FASB Staff Position No. FAS 157-2, “Effective Date of FASB Statement No. 157” delays the effective date of the application of SFAS No. 157 to fiscal years beginning after November 15, 2008 for all nonfinancial assets and nonfinancial liabilities that are recognized or disclosed at fair value in the financial statements on a non-recurring basis. Hospira adopted SFAS No. 157 with the exception of the application of the statement to non-recurring nonfinancial assets and liabilities. Non-recurring nonfinancial assets and nonfinancial liabilities for which Hospira has not applied the provisions of SFAS No. 157 primarily include those measured at fair value in goodwill and long-lived asset impairment testing, those initially measured at fair value in a business combination, and nonfinancial liabilities for exit or disposal activities.

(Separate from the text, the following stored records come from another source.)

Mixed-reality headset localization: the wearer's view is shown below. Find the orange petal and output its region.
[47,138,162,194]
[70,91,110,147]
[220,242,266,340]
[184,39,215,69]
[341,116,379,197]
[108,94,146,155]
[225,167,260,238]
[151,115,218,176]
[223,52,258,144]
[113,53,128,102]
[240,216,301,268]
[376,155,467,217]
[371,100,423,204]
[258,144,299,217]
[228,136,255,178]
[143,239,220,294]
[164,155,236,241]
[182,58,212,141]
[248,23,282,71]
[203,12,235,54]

SFAS No. 157 establishes a fair value hierarchy for disclosure of the inputs used to measure fair values. This hierarchy prioritizes the inputs into three broad levels. Level 1 inputs are quoted prices (unadjusted) in active markets for identical assets or liabilities. Level 2 inputs are quoted prices for similar assets and liabilities in active markets or inputs that are observable for similar assets or liabilities, either directly or indirectly through market corroboration, for substantially the full term of the financial instrument. Level 3 inputs are unobservable inputs which reflect assumptions developed by management to measure assets and liabilities at fair value. A financial asset or liability’s classification within the hierarchy is determined based on the lowest level input that is significant to the fair value measurement.

The following table summarizes the basis used to measure certain assets and liabilities at fair value on a recurring basis, under the applicable provisions of SFAS No. 157, in the balance sheet:

Hospira adopted the provisions of SFAS No. 159, “The Fair Value Option for Financial Assets and Financial Liabilities — Including an amendment of FASB Statement No. 115” (“SFAS No. 159”) on January 1, 2008. SFAS No. 159 provides a company with the option to measure selected financial instruments and certain other items at fair value at specified election dates. Upon adoption, Hospira has not elected to apply SFAS No. 159 to measure selected financial instruments and certain other items, therefore, there was no impact to the condensed consolidated financial statements upon adoption of SFAS No. 159. Subsequent to the initial adoption of SFAS No. 159 on January 1, 2008, Hospira has not made any elections during the three months ended March 31, 2008.

Note 4 – Restructuring Costs

In August 2005, Hospira announced plans to close its manufacturing plant in Donegal, Ireland. In February 2006, Hospira further announced plans to close manufacturing plants in Ashland, Ohio and Montreal, Canada, and also provided the planned timeline for phasing out production at a leased facility in North Chicago, Illinois. Hospira expects to incur aggregate restructuring charges related to these actions in the range of $75 million to $95 million on a pre-tax basis. The restructuring costs are expected to be incurred through 2009 and consist primarily of costs related to severance and certain other employee benefit costs, additional depreciation resulting from the decreased useful lives of the buildings and certain equipment, and other exit costs.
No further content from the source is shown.